The Stars ended said power play with a Robertson shot off Grubauer that Seattle recovered and cleared up the ice as Montour left the box, collecting it for a 2-on-1 against Harley. The Stars’ defenseman sprawled to block the pass, and Montour toe-dragged the puck around him before testing DeSmith again, who came up aces, as he does.
DeSmith’s left pad had to be sharp on another Eberle chance from a quality area with 2:30 left in the first. After allowing that early goal, DeSmith looked stronger with each puck he faced.
The Stars’ top line had their first truly dominant shift in the 19th minute of the period, when Thomas Harley showed he could join a rush with three incredible forwards and not look remotely out of place. Robertson, Rantanen and Harley all put pucks toward the net, with Robertson one-timing a wobbly puck just wide of a yawning net.
The second line also had a beautiful shift at the end of the first in something of an homage to the previous sequence, with another feed to the back door coming oh-so-close to a third Dallas goal. But it wasn’t to be.
Dallas finished the first period up in shots on goal, if you can believe that, 15 to 11. They were the better team, as they are.
Second Period
DeBoer swapped Bourque and Dadonov to start the second period, making the bottom six look like this:
Benn-Johnston-Bourque
Bäck-Blackwell-Dadonov
Grubauer had to make a very slick stop on a Matt Duchene one-timer after the second line executed a crafty and incisive zone entry early in the second period.

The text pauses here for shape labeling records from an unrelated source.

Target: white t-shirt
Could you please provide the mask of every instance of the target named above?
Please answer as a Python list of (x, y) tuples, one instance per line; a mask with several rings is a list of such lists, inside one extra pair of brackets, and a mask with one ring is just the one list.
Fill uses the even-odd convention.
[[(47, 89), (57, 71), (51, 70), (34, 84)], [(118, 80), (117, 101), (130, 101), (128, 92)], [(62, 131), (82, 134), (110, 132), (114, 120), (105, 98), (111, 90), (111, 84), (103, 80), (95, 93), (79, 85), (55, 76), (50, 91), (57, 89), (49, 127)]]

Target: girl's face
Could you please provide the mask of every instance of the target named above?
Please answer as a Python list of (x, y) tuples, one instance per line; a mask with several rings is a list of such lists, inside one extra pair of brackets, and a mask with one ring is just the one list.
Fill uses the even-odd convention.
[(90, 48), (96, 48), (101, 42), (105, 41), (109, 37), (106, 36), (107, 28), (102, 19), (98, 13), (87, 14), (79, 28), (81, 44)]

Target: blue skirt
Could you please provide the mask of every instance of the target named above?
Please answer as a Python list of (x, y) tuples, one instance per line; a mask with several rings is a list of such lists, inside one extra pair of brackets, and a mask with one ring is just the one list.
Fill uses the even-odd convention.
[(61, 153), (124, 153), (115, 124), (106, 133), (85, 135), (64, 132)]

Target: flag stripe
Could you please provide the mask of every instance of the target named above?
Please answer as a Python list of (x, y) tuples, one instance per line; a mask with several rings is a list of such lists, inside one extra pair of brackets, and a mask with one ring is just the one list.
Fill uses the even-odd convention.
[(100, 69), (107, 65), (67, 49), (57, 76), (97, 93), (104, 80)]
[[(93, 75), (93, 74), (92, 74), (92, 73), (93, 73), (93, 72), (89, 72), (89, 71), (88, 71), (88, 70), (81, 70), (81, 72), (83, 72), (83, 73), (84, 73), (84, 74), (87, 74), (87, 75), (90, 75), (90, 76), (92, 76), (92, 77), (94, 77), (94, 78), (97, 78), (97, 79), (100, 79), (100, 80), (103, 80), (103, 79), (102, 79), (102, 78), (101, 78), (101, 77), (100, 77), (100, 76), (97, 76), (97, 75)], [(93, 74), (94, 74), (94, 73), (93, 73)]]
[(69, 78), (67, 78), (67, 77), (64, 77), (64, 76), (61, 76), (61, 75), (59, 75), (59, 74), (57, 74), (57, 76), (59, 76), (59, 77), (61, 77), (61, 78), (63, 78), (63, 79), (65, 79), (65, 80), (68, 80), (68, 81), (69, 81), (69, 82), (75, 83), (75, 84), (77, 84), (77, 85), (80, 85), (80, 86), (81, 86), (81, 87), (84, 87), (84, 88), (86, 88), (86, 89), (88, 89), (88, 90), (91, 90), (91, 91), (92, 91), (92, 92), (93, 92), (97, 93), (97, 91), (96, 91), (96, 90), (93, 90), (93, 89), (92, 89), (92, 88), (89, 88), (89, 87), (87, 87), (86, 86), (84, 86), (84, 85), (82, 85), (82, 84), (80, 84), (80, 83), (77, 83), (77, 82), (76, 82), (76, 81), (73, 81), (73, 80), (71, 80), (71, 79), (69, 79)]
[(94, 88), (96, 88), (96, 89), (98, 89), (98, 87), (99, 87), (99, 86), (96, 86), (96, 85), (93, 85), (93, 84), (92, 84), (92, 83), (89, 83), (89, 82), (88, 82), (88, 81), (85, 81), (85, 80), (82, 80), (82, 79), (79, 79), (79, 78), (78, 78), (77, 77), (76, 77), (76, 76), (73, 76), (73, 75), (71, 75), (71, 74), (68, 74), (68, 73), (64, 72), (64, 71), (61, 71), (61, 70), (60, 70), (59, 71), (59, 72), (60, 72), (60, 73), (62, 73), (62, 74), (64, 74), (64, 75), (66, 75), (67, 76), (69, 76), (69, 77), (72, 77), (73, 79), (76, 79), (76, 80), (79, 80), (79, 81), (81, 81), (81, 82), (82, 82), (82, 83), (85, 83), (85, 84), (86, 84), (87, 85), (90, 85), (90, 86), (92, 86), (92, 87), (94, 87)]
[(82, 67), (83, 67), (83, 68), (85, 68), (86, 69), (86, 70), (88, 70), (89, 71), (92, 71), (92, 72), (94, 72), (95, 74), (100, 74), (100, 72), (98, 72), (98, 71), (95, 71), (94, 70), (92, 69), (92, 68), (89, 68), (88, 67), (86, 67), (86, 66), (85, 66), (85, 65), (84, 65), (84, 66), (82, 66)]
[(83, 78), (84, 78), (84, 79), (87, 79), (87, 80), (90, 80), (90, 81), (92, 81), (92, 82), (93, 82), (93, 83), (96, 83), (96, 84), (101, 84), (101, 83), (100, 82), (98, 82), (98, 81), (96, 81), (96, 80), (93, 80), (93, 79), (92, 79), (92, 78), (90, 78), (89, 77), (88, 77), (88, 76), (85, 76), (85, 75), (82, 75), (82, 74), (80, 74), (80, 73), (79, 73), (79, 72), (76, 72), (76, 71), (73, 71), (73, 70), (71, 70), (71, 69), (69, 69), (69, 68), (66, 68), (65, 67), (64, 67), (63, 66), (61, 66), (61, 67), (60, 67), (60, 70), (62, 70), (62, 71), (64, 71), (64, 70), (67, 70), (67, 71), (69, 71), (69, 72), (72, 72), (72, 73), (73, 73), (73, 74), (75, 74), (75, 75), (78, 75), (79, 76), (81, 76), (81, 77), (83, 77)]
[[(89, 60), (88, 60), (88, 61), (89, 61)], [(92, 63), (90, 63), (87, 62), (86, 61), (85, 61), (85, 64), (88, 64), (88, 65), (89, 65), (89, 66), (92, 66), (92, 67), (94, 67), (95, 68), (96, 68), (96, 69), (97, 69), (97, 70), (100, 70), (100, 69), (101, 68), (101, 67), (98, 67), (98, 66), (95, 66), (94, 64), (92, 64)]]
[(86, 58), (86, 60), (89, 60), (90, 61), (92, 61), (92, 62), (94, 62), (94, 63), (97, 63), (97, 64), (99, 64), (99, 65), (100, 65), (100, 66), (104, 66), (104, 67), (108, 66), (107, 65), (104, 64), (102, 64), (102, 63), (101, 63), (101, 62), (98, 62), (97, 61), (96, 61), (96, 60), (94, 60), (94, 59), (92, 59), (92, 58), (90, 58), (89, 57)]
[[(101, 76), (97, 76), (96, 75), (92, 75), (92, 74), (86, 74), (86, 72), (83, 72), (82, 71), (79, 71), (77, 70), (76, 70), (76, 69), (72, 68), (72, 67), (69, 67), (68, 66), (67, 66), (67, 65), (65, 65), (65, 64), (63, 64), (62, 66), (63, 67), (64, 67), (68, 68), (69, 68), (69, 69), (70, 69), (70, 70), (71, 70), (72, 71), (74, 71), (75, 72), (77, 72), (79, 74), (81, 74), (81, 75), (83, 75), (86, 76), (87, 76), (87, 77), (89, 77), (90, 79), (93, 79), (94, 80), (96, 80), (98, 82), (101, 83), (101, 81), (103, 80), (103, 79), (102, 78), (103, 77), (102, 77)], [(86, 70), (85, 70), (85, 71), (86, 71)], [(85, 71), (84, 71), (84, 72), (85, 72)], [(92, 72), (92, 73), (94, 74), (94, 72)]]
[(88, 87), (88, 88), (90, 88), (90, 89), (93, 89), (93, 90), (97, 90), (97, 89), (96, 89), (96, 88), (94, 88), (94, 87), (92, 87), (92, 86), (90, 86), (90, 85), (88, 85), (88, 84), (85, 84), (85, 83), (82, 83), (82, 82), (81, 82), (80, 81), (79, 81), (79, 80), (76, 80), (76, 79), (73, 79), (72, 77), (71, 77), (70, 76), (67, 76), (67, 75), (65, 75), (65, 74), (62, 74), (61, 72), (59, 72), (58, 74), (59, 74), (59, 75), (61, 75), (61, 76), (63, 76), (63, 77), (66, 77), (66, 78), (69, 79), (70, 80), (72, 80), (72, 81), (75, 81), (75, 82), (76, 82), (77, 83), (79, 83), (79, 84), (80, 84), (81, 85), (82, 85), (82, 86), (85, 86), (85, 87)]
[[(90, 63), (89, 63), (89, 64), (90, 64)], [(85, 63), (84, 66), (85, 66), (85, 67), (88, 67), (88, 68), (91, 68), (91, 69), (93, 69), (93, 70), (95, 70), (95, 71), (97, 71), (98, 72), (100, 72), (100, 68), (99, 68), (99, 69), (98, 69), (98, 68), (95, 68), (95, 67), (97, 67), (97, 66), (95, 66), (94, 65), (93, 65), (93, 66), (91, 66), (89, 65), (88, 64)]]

DeSmith was called upon a couple minutes later to do the same on Jani Nyman, but both goaltenders did their jobs, as goaltenders so often do.
Ryker Evans then took the Kraken’s second penalty of the game after Mikael Granlund got the puck past him at the Stars’ blue line, only for Evans to drag Granlund down to prevent him from getting to the puck and the open ice awaiting. It was the second penalty of the night for Seattle that you could have at least made an argument for a penalty shot to be awarded, but as this was not a game against Anaheim in Dallas, none were given.
The Kraken got the equivalent of a penalty shot after an Eeli Tolvanen shorthanded chance materialized Mikko Rantanen was all alone back to defend a 2-on-1. The pass got across to Tolvanen, unsurprisingly, but DeSmith’s blocker came up huge, and the Stars were allowed to play all two minutes of their power play without goals for either side.
Matt Duchene got a one-timer off after coming on from a line change, with Colin Blackwell setting his table low in the right circle at the end of his shift. But Grubauer was able to stand tall to keep it 2-1.
The second line would get hemmed in their zone for a good while just after that, with some shots from distance generating rebounds Dallas didn’t quite allow Seattle to make the most of, and some strong DeSmith work on his near post. Things finally went the other way when a rim around got collected by Marchment for a partial breakaway, and he put his head down and took the puck hard to the net with Oleksiak leaning on him. Marchment would go into the net and collide with Grubauer, but everyone looked okay, and the officials ruled that Marchment had been partially pushed into the net. I guess it is possible not to send Marchment to the penalty box when the officials really put their mind to it.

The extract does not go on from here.